Daniela Ahrens nos habla sobre la posibilidad de entender y construir un espacio que califica como relacional.2 Se trata de un espacio que surge solo cuando los seres humanos tejemos relaciones con los otros, con lo que nos rodea, con los otros seres. Ese espacio relacional es todo lo contrario de ese otro espacio prestablecido, el de la ciencia, en el que nos educamos y que parece que creemos con más facilidad, ese donde trabajamos desde las pantallas de nuestros computadores y que nos sitúa en este como entes sin cuerpo, sin arriba ni abajo, sin tamaño ni medida, sin memoria ni sueños.
Y de eso, entre otros temas, se trata este número de la revista Dearq: “Espacios en la migración”, de ese espacio que se aparece y surge solo a través de aquellos quienes se mueven. De esos quienes, sin otro remedio y de manera dramática, mueven consigo toda una cultura, una identidad que arrastran con conflictos e historias entre sus hombros y sus cosas.
Entonces, el espacio está pegado a la piel y, a veces, la atraviesa. Ese espacio se hace, no se comprende, se vive, no se mide, se camina. Y eso nos sitúa en una temporalidad especial que no entiende de pretéritos perfectos ni de futuros simples, es puro presente. Un presente que guarda el misterio de quien no entiende cuánto le ocurre, sino que solo está en un mundo que unas veces cabe en un puño y otras es extensión infinita frente a los ojos.
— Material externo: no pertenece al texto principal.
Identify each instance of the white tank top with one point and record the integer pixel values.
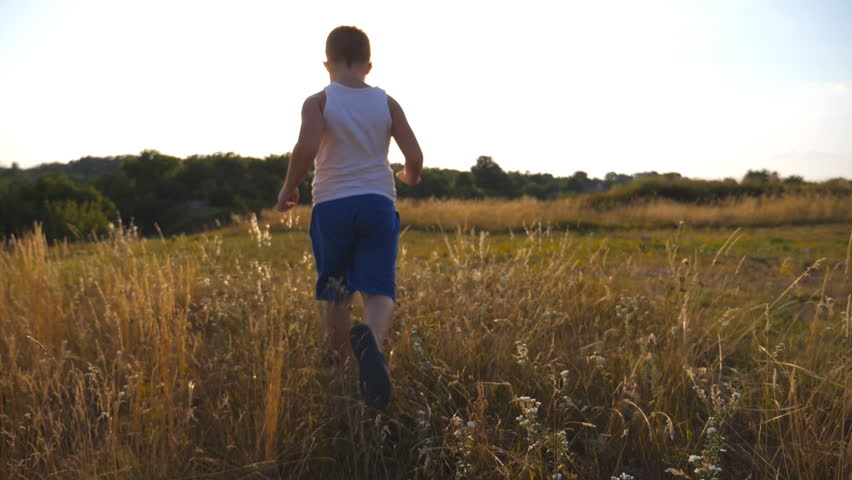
(353, 153)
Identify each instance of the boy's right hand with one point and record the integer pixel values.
(287, 200)
(406, 178)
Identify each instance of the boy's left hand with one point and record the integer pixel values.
(287, 200)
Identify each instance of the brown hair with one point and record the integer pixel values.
(347, 43)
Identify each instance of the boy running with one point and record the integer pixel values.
(354, 229)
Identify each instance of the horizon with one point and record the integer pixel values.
(738, 178)
(707, 91)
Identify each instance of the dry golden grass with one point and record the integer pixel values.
(203, 358)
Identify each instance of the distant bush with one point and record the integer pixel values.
(704, 192)
(65, 208)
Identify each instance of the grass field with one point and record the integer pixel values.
(532, 352)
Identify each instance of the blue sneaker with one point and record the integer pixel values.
(373, 370)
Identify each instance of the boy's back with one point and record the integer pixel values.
(353, 153)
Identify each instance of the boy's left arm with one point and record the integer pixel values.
(304, 152)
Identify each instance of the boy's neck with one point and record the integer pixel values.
(352, 77)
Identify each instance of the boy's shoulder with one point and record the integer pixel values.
(316, 100)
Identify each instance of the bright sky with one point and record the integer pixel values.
(706, 88)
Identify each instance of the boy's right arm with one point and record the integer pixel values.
(407, 142)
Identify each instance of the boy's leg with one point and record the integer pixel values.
(338, 321)
(378, 315)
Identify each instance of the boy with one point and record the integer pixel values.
(347, 128)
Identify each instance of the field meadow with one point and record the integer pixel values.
(531, 340)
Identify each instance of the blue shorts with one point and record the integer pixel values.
(355, 242)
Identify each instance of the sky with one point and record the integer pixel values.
(709, 89)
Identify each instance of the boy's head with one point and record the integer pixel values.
(347, 45)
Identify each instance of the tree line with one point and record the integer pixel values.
(155, 191)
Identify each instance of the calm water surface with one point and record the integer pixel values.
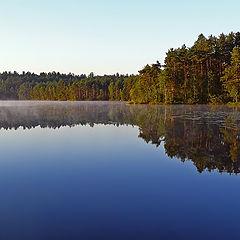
(114, 171)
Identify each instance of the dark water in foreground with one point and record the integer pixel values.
(111, 171)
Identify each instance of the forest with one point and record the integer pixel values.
(206, 73)
(212, 142)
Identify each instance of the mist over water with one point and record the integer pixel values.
(107, 170)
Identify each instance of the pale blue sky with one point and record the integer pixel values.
(104, 36)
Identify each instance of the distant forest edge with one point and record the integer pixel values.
(208, 72)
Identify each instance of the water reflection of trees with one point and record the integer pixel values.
(208, 136)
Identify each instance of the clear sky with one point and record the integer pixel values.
(104, 36)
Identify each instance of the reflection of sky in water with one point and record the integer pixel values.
(106, 183)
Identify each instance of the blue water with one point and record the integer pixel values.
(93, 171)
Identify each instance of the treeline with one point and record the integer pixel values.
(207, 72)
(209, 136)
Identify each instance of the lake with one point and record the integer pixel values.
(107, 170)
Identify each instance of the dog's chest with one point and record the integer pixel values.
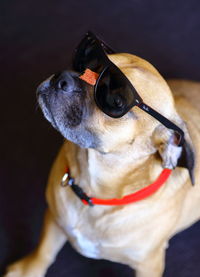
(83, 243)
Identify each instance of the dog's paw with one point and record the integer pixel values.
(27, 267)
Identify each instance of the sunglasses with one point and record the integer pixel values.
(113, 92)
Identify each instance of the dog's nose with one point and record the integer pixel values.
(64, 81)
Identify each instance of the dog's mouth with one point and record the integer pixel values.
(61, 98)
(64, 103)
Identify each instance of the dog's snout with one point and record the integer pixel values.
(64, 81)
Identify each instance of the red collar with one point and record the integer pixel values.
(131, 198)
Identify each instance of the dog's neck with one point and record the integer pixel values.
(117, 173)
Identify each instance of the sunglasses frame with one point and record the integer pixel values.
(102, 49)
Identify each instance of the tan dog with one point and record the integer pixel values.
(119, 156)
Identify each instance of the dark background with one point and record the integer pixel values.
(37, 39)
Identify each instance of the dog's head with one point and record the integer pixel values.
(68, 103)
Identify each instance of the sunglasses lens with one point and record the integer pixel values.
(113, 94)
(88, 55)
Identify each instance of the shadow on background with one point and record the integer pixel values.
(37, 39)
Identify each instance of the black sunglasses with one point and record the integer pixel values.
(113, 92)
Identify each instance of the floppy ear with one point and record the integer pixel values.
(171, 154)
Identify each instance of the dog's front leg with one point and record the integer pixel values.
(37, 263)
(153, 265)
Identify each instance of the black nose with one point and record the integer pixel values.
(65, 81)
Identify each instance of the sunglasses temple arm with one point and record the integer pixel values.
(166, 122)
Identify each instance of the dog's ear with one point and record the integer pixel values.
(172, 155)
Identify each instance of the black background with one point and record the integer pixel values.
(37, 39)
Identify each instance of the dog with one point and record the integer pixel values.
(111, 157)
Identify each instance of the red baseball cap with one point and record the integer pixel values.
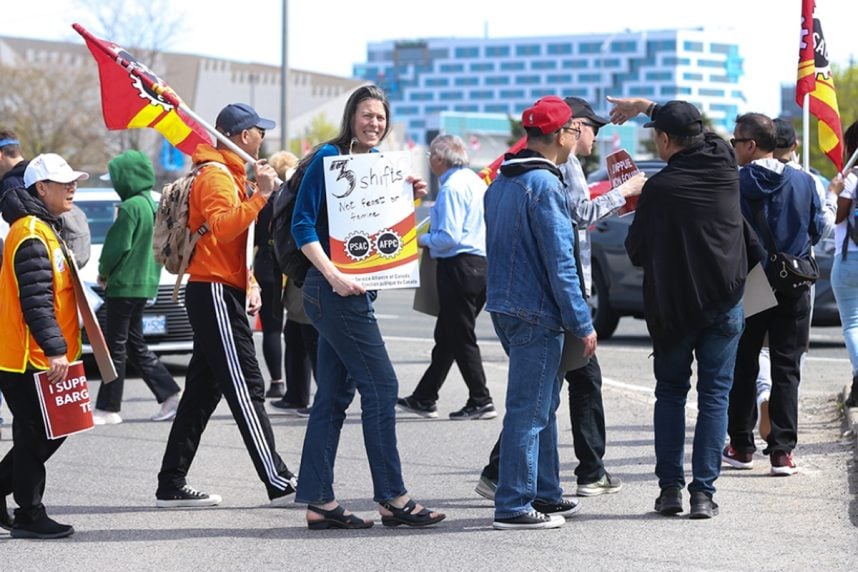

El espacio y el movimiento que muestra este número de la revista está cargado de vida. Una vida que se aferra con todo lo que es a un mundo que parece escapársele entre los dedos. Ahora mismo, mientras escribimos esto, cantan aquí, dentro del computador: “Uno vuelve siempre a los viejos sitios donde amó la vida…”. ¿Cómo será eso de cargar con esos sitios en el cuerpo propio, sin que los sitios queden?
El movimiento que contienen estos cuerpos, que en determinados momentos se ven obligados a detenerse, supera cualquier entendimiento del territorio, de las fronteras y de los trazos que marcan un adentro y un afuera. Esas detenciones obligadas ponen en tensión la potencia de unas vidas cualquiera, como la suya o la nuestra. Vidas que sueñan con seguir adelante, moviéndose hacia dentro, al latir con el pulso templado de mares salados, moviéndose hacia fuera, agitando telas que se llenan de viento caliente y traen susurros mecidos.
Según lo aprendimos, necesitamos un punto fijo para hacer posible el movimiento. Un punto fijo que, a final de cuentas, tampoco puede contenerse y también se mueve. Con este número de la revista, queremos invitarlos a moverse, a compás, a levantarse de la silla y recorrer entre letras y fotografías ciertos territorios próximos y lejanos, para ver si así todo se mueve; si todo se mueve tanto que en determinado momento no seamos capaces de encontrar ese lugar del que salimos a caminar alguna vez, algún día… Y que entonces todo sea ir, ir de nuevo, ir curiosos sin dar por sabido y no tanto volver.